Recognized as a major issue, bottlenecks of this type can bring real-world performance down by large factors. Attempts were made with hard-drive RAID arrays to spread the data over as many drives as possible, but the approach was typically limited by the small number of drives in a typical virtual drive (LUN - Logical Unit Number) and, more importantly, by the fact that spreading out the load created many more I/O operations, each of which used up a piece of the available performance. The net result was just a limited recovery of theoretical performance.

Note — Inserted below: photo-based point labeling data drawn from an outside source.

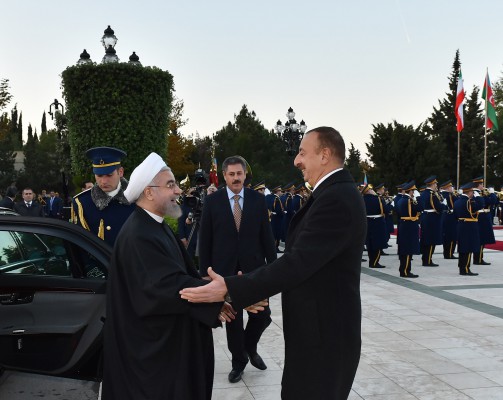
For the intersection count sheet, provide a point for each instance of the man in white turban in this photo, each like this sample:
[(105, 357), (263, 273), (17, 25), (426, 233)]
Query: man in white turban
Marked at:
[(157, 346)]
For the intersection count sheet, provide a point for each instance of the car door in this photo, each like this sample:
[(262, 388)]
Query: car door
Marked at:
[(52, 294)]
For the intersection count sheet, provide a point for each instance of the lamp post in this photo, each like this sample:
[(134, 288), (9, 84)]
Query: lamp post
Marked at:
[(56, 105), (292, 132)]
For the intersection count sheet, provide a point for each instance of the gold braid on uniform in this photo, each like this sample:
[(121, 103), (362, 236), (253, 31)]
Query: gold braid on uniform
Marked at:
[(82, 220), (101, 230)]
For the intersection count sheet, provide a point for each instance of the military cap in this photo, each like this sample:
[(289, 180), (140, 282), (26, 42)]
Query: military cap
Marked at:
[(366, 188), (259, 186), (289, 186), (445, 184), (410, 186), (105, 159), (467, 186), (430, 180)]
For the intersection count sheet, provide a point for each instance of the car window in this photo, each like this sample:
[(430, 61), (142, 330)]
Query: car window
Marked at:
[(41, 254)]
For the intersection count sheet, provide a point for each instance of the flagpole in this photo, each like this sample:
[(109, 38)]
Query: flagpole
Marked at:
[(459, 158), (485, 127)]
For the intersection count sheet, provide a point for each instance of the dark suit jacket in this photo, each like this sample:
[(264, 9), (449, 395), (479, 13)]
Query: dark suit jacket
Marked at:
[(36, 210), (57, 207), (7, 202), (319, 275), (225, 249)]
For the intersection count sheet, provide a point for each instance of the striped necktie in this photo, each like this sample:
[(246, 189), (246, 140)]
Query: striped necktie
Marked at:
[(236, 210)]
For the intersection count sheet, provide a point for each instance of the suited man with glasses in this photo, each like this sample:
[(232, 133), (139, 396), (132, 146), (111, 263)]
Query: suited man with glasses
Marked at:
[(235, 235)]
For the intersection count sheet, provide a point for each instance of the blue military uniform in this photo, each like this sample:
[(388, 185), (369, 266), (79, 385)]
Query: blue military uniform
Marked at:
[(465, 210), (276, 214), (95, 210), (408, 230), (377, 238), (485, 200), (431, 221), (449, 221)]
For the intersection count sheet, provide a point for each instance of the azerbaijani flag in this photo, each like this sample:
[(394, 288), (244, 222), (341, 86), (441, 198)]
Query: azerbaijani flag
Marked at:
[(460, 98), (487, 95)]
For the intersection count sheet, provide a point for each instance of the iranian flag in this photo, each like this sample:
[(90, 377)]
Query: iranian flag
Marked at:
[(460, 98), (487, 95)]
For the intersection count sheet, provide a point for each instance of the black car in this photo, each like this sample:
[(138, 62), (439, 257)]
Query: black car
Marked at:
[(52, 297)]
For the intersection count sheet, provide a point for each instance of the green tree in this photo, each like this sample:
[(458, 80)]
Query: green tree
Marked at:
[(44, 123), (263, 150), (352, 163), (116, 104), (441, 127), (5, 96), (393, 150)]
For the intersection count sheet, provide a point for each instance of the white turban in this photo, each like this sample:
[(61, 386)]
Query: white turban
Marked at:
[(143, 175)]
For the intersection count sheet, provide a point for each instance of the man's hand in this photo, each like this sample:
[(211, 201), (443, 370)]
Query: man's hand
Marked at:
[(211, 293), (257, 307), (227, 313)]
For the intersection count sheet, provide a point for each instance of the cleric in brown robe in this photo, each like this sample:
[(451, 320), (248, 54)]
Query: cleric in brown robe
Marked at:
[(156, 345)]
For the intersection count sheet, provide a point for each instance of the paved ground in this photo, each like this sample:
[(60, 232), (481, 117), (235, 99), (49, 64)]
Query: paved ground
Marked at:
[(439, 336)]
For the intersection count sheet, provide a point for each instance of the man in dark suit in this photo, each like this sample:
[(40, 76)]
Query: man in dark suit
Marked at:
[(54, 205), (318, 275), (28, 207), (235, 235)]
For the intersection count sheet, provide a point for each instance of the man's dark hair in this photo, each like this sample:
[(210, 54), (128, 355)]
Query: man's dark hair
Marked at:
[(332, 139), (233, 160), (11, 191)]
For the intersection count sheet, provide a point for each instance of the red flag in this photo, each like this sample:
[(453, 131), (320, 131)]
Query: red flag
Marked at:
[(460, 97)]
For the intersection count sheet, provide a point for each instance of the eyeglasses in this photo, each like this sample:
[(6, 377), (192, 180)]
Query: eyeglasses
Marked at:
[(169, 185)]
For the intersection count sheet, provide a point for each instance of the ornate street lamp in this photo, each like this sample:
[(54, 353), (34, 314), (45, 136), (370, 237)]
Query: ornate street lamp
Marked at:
[(56, 105), (134, 59), (292, 132), (109, 39), (85, 58)]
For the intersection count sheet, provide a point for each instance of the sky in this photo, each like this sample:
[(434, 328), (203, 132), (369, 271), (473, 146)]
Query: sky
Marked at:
[(347, 64)]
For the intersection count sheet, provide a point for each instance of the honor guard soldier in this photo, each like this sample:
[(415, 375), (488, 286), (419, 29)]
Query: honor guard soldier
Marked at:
[(260, 188), (387, 201), (298, 198), (486, 200), (465, 210), (103, 209), (431, 221), (276, 214), (449, 220), (409, 210), (376, 226)]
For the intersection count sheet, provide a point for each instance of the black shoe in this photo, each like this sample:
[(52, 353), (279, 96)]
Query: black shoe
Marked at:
[(257, 361), (469, 273), (235, 375)]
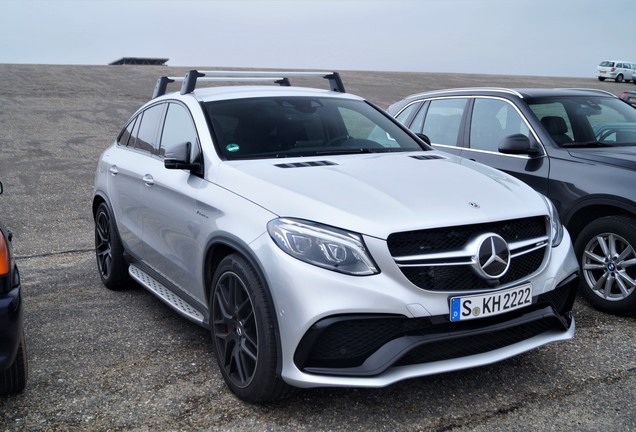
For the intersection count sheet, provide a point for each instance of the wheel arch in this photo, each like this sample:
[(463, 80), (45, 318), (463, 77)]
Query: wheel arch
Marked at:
[(223, 246), (580, 216)]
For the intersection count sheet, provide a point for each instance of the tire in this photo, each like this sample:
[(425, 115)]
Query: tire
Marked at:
[(242, 325), (13, 379), (607, 255), (109, 251)]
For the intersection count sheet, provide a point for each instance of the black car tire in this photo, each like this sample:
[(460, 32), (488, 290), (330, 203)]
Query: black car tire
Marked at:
[(109, 251), (243, 330), (13, 379), (605, 248)]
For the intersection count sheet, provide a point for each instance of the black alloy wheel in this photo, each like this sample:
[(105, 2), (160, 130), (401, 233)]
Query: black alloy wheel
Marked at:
[(243, 332), (109, 251)]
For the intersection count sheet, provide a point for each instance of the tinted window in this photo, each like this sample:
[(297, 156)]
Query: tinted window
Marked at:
[(589, 120), (126, 133), (406, 113), (303, 126), (147, 134), (178, 128), (491, 121), (443, 119)]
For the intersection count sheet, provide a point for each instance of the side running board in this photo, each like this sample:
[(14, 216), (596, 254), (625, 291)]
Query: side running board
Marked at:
[(164, 294)]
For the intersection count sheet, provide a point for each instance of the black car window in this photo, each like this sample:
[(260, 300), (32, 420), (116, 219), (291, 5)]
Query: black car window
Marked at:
[(178, 128), (589, 120), (443, 118), (406, 113), (491, 121), (148, 129)]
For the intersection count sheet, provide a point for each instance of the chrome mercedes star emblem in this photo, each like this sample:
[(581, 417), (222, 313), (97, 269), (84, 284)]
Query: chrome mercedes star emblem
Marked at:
[(493, 256)]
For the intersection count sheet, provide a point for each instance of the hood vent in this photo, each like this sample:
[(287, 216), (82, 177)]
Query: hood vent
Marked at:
[(305, 164), (428, 157)]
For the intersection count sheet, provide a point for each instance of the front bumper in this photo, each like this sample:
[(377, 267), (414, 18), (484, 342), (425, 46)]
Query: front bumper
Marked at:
[(337, 330)]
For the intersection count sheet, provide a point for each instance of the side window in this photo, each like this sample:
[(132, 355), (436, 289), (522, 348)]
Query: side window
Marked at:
[(406, 113), (126, 133), (555, 120), (491, 121), (148, 129), (178, 128), (443, 118)]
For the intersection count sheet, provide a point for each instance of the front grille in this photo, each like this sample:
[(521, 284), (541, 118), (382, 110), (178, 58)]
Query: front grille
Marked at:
[(462, 278), (449, 238), (457, 274)]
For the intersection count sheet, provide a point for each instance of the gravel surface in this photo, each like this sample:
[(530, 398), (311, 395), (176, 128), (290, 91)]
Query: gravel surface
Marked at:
[(103, 360)]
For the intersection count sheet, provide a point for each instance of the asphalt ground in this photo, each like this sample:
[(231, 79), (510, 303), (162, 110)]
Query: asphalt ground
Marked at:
[(103, 360)]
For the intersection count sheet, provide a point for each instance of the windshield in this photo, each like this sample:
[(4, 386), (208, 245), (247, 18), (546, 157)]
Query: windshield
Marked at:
[(303, 126), (580, 121)]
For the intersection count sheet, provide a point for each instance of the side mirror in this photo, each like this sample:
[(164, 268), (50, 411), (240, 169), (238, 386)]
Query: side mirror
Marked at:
[(518, 144), (178, 157), (424, 138)]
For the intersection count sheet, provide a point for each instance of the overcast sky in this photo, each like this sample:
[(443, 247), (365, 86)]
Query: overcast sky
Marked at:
[(519, 37)]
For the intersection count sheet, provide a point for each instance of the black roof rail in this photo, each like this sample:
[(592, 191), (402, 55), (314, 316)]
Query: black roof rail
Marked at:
[(189, 81)]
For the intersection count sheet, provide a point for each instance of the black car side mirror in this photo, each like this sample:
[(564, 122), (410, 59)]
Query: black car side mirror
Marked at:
[(178, 157), (424, 138), (518, 144)]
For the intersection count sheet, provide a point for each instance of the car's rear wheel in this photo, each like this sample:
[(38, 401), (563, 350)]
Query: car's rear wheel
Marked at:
[(13, 379), (113, 269), (243, 330), (606, 249)]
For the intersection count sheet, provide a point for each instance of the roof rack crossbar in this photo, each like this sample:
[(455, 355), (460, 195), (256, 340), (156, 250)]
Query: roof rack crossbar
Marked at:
[(188, 82)]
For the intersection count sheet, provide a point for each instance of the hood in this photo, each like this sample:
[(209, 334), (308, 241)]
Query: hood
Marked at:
[(619, 156), (377, 194)]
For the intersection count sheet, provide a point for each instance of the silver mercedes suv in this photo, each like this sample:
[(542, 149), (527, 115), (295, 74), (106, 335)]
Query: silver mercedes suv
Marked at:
[(321, 242)]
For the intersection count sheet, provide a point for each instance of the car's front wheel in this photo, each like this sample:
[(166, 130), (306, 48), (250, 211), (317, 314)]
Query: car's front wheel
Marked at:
[(113, 269), (608, 264), (243, 329), (13, 379)]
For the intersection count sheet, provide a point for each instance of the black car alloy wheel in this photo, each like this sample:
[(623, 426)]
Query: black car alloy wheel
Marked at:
[(608, 263)]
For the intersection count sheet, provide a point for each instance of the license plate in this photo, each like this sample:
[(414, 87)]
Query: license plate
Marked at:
[(484, 305)]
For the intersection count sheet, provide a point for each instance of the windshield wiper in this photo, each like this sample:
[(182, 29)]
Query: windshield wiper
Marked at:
[(591, 144)]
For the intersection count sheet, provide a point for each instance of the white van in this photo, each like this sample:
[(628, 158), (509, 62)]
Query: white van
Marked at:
[(616, 70)]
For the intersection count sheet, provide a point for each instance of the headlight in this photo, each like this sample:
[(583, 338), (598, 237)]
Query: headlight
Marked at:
[(323, 246), (556, 232)]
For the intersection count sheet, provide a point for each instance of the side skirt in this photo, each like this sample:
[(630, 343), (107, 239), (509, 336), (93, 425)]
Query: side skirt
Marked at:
[(166, 295)]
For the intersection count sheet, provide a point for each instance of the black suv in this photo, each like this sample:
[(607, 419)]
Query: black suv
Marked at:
[(13, 360), (577, 146)]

Fast forward to using flash/SSD instead of spinning rust. The new drives have little access latency beyond network traffic and address compute time. Much of the penalties for spreading data out go away. There is still a cost for handling 10 I/Os instead of 1, incurred in processing time in the drive and host. Newer data integrity approaches such as erasure coding mange spreading out data more efficiently, too.
Overall, then, we can avoid the drive bottleneck much more easily with SSD or flash, though only if data is spread over many drives.
The spiky nature of I/O is a different problem. A file may be quiescent one minute and hammered the next. It’s the nature of storage that usage brings all the elements of an app together in the same LUN or bucket and traditionally, the LUN was restricted to just a fixed set of drives. This type of access pattern can leave much of the I/O pool idling and, with the remainder limited by drive or interface maximums, this limits performance of the appliance cluster or flash unit. The reduction in effective throughput can be large. If apps are hitting a 6-drive LUN in a 60-drive array, the maximum performance is just 10%.
Again, one solution is spreading data out, but, if the access pattern is extending run times significantly, creating replicas of the files or using large erasure code settings can help. Analyzing the bottlenecks and spreading the files over more drive sets is a better solution.
All of this presupposes that the storage pool is working properly. Even a single slow or failed drive can throw a wrench in the works. Let’s take an erasure coded object. It’s spread over typically 10+6 drives. In reality, this is 16 drives with an effective capacity of 10, but the protection scheme allows 6 drives, or the 6 appliances that host them, to fail before data is lost.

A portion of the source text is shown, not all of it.